How much should I charge?
Technically, since your house is a private residence and not a commercially zoned venue, you can’t charge anything. However, there’s nothing illegal about soliciting donations, as long as those who refuse to pay are merely shunned by their peers rather than denied entry outright. Most house-show attendees know the drill—gas is expensive, touring bands are poor, so throw in a buck, you cheap bastard!—so while the odds are good that you’ll encounter a cheapskate who claims to be broke after draining a 12-pack in your driveway, the number of jerks should be relatively low.
Do I need a P.A.?
If you want the show to sound good, yes. (Though good sound is not necessarily a requirement for a basement show.) Most bands are used to clubs with their own in-house P.A. systems, and likely won’t be interested in hauling their crappy practice P.A. on the road with them just so they can set it up in your basement. Two or three microphones with stands should be a good, workable set up.

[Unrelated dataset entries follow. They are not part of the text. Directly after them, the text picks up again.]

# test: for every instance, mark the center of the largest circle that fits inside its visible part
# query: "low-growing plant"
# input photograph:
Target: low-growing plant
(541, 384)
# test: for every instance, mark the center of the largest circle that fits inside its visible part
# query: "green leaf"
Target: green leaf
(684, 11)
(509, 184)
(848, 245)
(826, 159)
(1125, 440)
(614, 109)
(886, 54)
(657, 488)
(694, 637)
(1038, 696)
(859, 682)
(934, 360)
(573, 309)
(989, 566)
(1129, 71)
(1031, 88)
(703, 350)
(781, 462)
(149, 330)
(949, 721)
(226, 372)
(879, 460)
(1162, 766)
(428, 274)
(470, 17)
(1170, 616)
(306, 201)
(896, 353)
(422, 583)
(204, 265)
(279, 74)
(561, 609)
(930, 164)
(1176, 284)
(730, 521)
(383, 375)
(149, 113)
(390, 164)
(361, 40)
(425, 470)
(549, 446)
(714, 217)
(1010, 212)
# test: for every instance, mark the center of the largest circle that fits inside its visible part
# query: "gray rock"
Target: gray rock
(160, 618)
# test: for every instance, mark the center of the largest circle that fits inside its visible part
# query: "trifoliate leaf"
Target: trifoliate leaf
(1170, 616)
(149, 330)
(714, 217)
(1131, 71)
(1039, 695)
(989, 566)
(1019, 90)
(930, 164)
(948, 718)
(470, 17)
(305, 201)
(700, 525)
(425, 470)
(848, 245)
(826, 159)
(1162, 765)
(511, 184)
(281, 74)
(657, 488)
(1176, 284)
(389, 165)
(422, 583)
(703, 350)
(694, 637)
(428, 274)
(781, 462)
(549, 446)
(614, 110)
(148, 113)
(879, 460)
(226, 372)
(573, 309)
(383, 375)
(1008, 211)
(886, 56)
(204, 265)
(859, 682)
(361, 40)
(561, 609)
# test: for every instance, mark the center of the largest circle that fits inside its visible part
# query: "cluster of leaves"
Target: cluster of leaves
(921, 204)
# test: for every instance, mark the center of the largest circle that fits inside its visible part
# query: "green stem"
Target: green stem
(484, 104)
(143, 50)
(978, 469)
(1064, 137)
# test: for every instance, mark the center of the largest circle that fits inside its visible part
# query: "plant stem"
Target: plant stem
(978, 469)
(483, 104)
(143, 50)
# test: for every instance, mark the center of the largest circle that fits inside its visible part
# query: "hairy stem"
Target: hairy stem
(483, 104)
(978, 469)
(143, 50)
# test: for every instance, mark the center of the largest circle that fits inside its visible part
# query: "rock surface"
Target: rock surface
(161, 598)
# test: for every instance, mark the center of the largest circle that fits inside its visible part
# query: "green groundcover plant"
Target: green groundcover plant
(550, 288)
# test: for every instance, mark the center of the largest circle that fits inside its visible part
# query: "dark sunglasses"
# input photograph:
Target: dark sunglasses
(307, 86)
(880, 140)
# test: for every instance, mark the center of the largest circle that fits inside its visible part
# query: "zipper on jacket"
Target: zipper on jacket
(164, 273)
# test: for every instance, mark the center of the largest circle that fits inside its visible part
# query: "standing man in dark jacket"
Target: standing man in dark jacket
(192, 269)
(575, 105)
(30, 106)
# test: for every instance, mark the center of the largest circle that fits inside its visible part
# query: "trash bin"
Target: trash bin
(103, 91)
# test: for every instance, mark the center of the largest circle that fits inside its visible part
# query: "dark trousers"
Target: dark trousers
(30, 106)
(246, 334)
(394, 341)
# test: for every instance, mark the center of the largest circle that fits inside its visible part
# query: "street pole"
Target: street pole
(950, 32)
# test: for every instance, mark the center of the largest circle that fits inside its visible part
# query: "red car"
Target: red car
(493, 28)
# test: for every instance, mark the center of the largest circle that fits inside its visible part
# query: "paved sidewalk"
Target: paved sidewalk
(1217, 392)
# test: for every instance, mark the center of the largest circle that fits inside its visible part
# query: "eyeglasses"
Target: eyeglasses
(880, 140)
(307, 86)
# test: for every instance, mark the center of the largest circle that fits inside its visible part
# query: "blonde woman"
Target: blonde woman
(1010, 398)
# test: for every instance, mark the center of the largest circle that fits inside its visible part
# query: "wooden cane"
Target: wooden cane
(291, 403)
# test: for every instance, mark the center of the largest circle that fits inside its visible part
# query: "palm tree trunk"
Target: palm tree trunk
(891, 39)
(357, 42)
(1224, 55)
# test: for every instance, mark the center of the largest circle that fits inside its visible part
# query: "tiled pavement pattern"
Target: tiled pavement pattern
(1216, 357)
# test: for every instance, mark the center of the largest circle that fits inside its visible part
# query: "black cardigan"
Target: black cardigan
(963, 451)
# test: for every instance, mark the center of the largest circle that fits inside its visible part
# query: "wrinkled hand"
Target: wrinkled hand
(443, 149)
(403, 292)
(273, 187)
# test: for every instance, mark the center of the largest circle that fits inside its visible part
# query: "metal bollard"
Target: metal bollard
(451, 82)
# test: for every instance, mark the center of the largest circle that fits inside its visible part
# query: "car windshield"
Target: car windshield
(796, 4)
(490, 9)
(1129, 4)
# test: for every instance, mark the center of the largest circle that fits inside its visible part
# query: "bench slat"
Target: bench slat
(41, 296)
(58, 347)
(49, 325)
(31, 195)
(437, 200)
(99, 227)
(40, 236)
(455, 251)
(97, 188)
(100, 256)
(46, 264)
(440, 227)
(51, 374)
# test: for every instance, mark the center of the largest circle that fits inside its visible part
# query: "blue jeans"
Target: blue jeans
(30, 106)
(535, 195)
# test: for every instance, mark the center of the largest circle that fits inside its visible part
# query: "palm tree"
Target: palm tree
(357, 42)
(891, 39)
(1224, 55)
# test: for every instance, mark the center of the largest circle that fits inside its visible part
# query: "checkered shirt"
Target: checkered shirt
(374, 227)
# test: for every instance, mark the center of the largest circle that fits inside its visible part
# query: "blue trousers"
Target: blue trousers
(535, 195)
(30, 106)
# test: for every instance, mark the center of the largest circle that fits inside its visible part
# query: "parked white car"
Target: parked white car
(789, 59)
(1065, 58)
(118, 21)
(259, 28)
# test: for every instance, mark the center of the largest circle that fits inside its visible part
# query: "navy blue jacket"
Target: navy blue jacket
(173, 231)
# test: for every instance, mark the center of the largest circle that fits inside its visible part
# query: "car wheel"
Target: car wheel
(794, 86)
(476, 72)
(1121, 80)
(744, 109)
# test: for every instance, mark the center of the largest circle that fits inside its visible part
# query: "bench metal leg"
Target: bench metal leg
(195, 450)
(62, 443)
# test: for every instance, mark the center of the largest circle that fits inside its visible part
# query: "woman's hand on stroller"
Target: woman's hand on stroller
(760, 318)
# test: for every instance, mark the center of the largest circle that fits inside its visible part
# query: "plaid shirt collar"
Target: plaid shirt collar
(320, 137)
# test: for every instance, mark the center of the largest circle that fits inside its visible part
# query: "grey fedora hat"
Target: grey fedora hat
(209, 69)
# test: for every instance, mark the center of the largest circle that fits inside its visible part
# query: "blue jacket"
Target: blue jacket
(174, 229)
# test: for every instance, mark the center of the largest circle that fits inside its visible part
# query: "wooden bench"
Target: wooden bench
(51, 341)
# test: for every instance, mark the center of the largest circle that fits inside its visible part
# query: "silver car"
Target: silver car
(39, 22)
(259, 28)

Should I advertise the show?
Obviously yes, since you want people to see the bands, but you have to be smart about it. Basement shows have a somewhat deserved reputation as a magnet for the police, so unless the bands are manned by members of the Milwaukee Police Department on their nights off, do not put the address on any flyers. Since most show promotion is done online these days, it’s a good idea to have people contact you privately if they need the address, and only respond to e-mail addresses you recognize. Sure, this leads to some pretty insular audiences, but we’re talking about a basement show here—it’s not like you want to cram 100 people in there and give the fire marshal a real reason to stick his head in the door.
Also, giving your house a silly punk-rock name—like past Milwaukee basement venues like Punk Mahal or Endless Nameless—is a great way to build up knowledge of the house among interested parties. Eventually, music fans will know where your house is, and if they’re smart they’ll keep it secret.
How do I keep my neighbors from hating me?
It’s all about location: While any smart basement show operator will soundproof the hell out of the room—insulation in the windows and around the ductwork is key—the noise and flow of people are going to be a potential headache for neighbors, who have a tendency to call the authorities when they get aggravated. If you’re really serious about this basement show thing, it may be advisable to move to a new house and scout out your neighborhood first. Barring that, make sure that people aren’t constantly moving in and out of your building, especially when the bands are playing. (In fact, keeping everyone inside—or at least in the backyard if they have to smoke—during the duration of the show is the best way to not draw attention to what you’re doing.)
Another smart suggestion comes from Brian (who asked that we not use his last name), a basement show vet who recently relocated to Milwaukee. “Enforce a no-alcohol policy,” he says, which will prevent costly citations, discourage an unwanted “drunken idiot” element—at least to a degree—and help keep your house in reasonably good shape. “Sure, enforcing no-alcohol policies might make you a square," Brian says. "But if you have something cool going on people will still show up, and ultimately respect you for it." This might be Brewtown, but we all have to make sacrifices for rock ‘n’ roll.